Versatile functionalization of Bifidobacteria-derived extracellular vesicles using amino acid metabolic labeling and click chemistry for immunotherapy

[Display omitted] Extracellular vesicles (EVs) are nanoparticles secreted by various organisms. Methods for modifying EVs functionally have garnered attention for developing EV-based therapeutic systems. However, most technologies used to integrate these functions are limited to mammalian-derived EVs and a promising modification method for bacteria-derived EVs has not yet been developed. In this study, we propose a novel method for the versatile functionalization of immunostimulatory probiotic Bifidobacteria-derived EVs (B-EVs) using amino acid metabolic labeling and azide-alkyne click reaction.

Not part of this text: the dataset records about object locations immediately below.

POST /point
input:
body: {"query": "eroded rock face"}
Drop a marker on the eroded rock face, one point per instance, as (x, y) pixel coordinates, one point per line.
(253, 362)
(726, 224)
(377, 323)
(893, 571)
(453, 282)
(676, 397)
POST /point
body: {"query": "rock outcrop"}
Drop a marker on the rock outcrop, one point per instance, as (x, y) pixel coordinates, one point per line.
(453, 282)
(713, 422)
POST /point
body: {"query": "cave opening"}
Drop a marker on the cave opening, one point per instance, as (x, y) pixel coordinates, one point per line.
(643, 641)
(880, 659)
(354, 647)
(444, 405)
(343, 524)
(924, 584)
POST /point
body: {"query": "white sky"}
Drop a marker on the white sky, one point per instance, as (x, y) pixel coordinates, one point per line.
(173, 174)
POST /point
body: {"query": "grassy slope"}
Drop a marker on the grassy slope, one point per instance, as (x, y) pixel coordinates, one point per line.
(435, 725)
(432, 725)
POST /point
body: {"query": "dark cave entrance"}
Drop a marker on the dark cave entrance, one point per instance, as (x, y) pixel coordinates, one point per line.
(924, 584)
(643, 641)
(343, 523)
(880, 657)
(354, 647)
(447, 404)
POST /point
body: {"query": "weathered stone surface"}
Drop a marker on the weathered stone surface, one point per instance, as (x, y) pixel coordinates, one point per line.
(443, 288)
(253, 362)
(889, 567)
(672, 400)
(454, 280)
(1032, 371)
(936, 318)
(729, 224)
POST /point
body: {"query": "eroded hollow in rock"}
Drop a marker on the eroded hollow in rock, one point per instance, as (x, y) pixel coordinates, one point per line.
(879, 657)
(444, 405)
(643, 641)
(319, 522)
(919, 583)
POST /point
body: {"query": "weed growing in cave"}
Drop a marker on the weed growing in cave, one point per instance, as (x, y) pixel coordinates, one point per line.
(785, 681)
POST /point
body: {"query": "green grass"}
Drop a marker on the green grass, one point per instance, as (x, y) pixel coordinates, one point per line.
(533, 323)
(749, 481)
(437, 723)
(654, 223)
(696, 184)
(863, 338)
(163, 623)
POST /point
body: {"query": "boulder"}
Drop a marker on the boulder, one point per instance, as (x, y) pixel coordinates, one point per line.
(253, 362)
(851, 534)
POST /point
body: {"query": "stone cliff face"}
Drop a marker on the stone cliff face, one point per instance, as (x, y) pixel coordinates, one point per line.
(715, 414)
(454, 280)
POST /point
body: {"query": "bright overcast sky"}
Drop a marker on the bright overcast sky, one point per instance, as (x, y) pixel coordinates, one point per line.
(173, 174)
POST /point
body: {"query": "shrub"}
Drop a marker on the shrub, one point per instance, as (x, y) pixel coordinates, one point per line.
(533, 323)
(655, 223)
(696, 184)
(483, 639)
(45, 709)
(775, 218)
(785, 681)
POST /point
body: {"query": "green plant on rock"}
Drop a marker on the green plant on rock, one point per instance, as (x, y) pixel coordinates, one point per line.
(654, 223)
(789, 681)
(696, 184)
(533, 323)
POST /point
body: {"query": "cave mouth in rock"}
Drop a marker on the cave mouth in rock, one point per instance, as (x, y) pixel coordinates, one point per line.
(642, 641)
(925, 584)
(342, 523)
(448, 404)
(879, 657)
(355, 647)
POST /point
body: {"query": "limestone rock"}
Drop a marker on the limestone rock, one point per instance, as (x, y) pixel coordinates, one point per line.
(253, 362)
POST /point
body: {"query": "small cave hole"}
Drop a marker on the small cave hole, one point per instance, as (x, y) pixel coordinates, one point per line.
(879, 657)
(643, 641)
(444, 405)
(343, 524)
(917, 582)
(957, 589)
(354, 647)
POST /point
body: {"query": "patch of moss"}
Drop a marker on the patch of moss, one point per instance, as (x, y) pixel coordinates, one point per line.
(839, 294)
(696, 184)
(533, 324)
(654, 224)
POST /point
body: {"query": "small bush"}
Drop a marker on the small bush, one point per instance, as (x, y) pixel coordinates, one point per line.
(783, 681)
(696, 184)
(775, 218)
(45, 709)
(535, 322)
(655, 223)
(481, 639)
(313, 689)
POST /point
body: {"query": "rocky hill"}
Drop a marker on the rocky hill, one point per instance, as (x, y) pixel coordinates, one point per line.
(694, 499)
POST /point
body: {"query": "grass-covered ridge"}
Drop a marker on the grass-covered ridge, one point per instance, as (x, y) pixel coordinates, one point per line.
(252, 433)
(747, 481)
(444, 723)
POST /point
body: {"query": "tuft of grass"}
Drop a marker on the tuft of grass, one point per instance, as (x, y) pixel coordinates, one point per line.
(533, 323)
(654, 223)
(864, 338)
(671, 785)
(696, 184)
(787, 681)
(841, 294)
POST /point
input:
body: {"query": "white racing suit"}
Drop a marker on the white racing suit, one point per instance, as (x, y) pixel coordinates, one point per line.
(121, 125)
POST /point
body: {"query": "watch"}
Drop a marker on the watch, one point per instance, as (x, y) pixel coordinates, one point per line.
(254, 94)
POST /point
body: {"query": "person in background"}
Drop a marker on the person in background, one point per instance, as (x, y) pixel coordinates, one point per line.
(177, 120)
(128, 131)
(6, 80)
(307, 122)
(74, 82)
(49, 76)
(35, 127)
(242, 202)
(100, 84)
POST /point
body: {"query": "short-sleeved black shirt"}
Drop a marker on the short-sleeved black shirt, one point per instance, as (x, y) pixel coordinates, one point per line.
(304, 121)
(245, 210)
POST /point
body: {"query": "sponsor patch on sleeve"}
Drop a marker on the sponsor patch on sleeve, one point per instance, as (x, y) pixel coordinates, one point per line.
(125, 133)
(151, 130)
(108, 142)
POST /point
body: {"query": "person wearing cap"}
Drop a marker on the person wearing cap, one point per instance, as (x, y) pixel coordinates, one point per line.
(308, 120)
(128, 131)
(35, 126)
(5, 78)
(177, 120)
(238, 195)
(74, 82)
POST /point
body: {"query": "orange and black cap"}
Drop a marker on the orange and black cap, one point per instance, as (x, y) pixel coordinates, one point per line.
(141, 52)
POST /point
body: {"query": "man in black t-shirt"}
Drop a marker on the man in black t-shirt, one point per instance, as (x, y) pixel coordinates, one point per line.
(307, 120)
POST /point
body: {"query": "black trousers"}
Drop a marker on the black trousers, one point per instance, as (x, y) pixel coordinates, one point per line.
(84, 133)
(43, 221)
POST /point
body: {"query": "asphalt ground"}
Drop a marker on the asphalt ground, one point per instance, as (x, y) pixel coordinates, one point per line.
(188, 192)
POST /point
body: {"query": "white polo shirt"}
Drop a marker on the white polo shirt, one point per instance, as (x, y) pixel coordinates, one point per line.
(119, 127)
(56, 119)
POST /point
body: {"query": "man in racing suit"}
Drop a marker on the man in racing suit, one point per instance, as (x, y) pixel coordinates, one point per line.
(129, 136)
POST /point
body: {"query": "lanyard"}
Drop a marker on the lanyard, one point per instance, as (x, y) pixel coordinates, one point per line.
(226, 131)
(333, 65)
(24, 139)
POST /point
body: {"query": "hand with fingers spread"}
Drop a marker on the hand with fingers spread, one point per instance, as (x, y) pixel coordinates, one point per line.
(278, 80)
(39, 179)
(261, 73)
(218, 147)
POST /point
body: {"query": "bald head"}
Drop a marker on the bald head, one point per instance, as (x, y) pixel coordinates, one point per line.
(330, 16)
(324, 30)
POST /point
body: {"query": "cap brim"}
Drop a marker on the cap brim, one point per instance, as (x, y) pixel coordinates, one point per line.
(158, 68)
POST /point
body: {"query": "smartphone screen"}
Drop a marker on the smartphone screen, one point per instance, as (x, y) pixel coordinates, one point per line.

Azide D-alanine (ADA), a similar molecule to D-alanine in bacteria cell-wall peptidoglycan, was selected as an azide group-functionalized amino acid. Azide-modified B-EVs were isolated from Bifidobacteria incubated with ADA. The physicochemical and compositional characteristics, as well as adjuvanticity of B-EVs against immune cells were not affected by azide loading, demonstrating that this functionalization approach can retain the endogenous usefulness of B-EVs. By using the fluorescent B-EVs obtained by this method, the intracellular trafficking of B-EVs after uptake by immune cells was successfully observed. Furthermore, this method enabled the formulation of B-EVs for hydrogelation and enhanced adjuvanticity in the host. Our findings will be helpful for further development of EV-based immunotherapy.